Самолет сел. Он буквально чуть-чуть прокатился по полосе и замер, горделиво посматривая сверху глазами иллюминаторов.
Леонид Саввич некоторое время смотрел, не веря в реальность происходящего, затем резко протянул руку к выключателю. Полоса исчезла, свет погас, тишину прорезал скрипучий голос Зинченко:
– Вы что тут делаете?
– Вы видели? Я посадил его! Еще чуть-чуть… – Гущин чуть не задыхался от возбуждения. Пьяный от восторга, он невменяемым взглядом смотрел на Зинченко, ожидая от того похвалы. Посадил! Посадил же! В нереальных условиях!
Зинченко оставался сдержан. Вместо того чтобы кинуться на шею Гущину, он строго произнес:
– Есть замечательное правило. Не прошел тренаж – не лезь в фюзеляж. Кто вам разрешил пропускать занятие по эвакуации?
Гущин поднялся. Поняв, что никакого одобрения от Зинченко он не дождется, двинулся к двери, не ответив на вопрос. Леонид Саввич проводил его задумчивым взглядом. Позабыв о Елене Михайловне, которую искал, он прошел в кабину, занял освобожденное Гущиным место и включил ту же программу.
Спустя час, взмыленный и злой, Зинченко проходил вместе с Гущиным через металлоискатель. Сколько он ни пытался, ему так и не удалось посадить злополучный самолет. Более того, он уверился в безнадежности этого занятия и если бы не видел своими глазами, как это проделал Гущин, – никогда не поверил бы.
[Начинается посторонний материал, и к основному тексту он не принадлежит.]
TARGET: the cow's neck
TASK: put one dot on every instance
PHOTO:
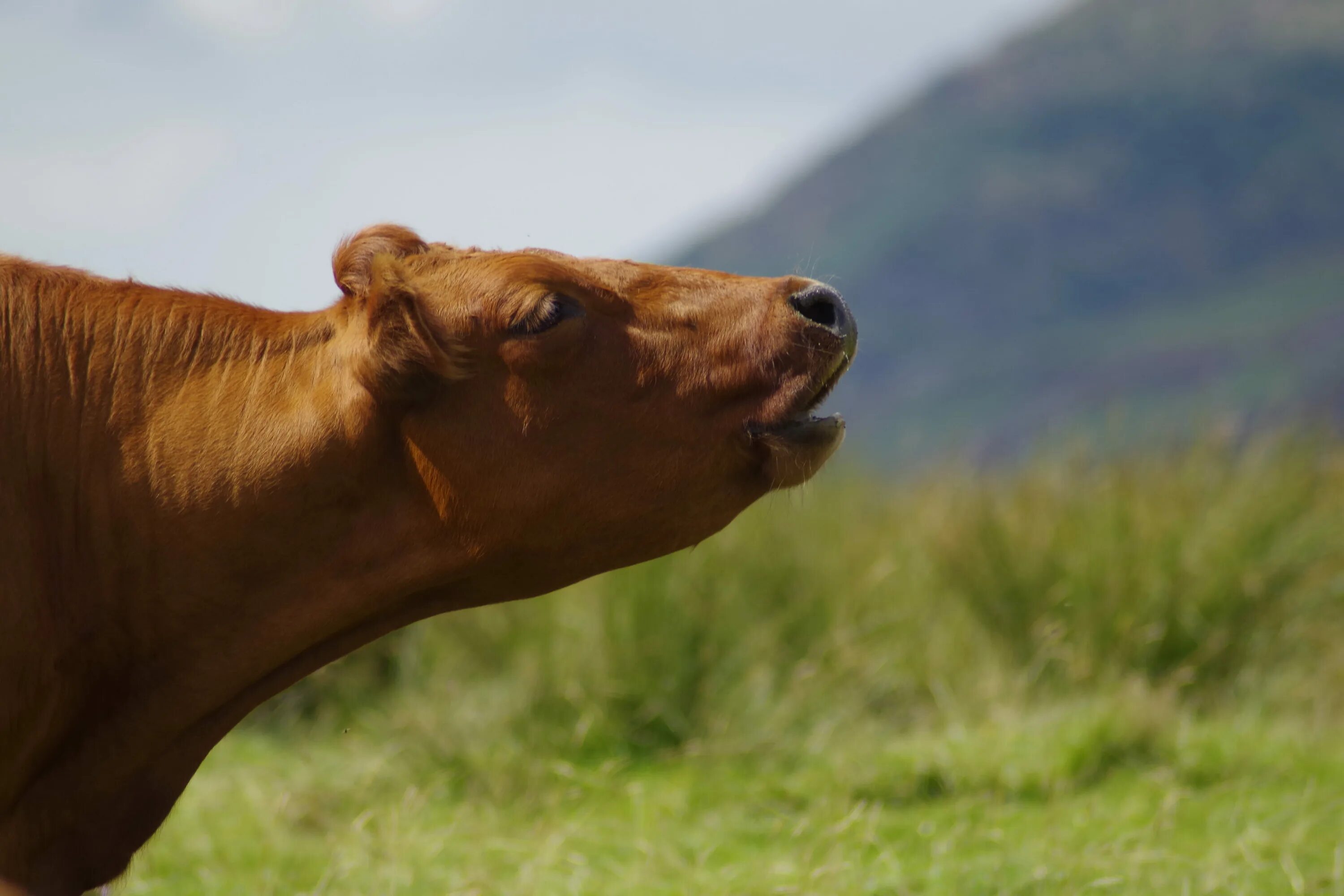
(220, 513)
Однако перед полетом Зинченко постарался вернуть себе обычный невозмутимый вид. Хвалить Гущина он не собирался. Не хватало еще, чтобы этот пилот, который и так воображал слишком много, возомнил себя круче своего наставника! Наверняка получилось у него это случайно, а может быть, вообще какой-то сбой в системе. Иначе не объяснишь.
При проходе через устройство у Гущина снова зазвенело в карманах, и Зинченко злорадно ухмыльнулся про себя. Безответственный растяпа, вот и все. Он отвернулся от Гущина и потерял к нему интерес, потому что навстречу им шествовал Шестаков со своей свитой. Обменявшись привычными рукопожатиями, они разошлись. На выглядывающего из-за плеча Зинченко Гущина глава авиакомпании даже не взглянул, но он – слава богу, на сей раз ума хватило! – даже и не лез вперед.
Зинченко хотел пройти к самолету, но неожиданно резко поменял траекторию: слева он заметил Елену Михайловну Синицыну, которую так и не нашел, поддавшись соблазну пройти немыслимое испытание, которое сам же придумал для своего стажера. Синицына тоже заметила Зинченко, сразу расцвела, заулыбалась так, что на пухлых щеках появились ямочки, и сердечно произнесла:
– Здрасьте, Леонид Саввич.
– Привет, Леночка, ты мне и нужна. – Зинченко, поймав удивленный взгляд Гущина, нахмурился и отвел Елену Михайловну в сторону подальше от любопытных ушей.
Он смущался, как и всегда, когда приходилось обращаться к посторонним людям с какой-нибудь личной просьбой. Когда приходилось отдавать приказы – не стеснялся ничуть, а в таких вот случаях даже терялся и чувствовал себя крайне неловко.
– Понимаешь, Леночка… – осторожно начал он. – Есть тут один охламон. Надо подтянуть его по английскому.
– Родственник? – осведомилась Елена Михайловна.
– Да какой там родственник! – поморщился Зинченко и недовольно добавил: – Сын! Ты же у нас специалист, может, поможешь?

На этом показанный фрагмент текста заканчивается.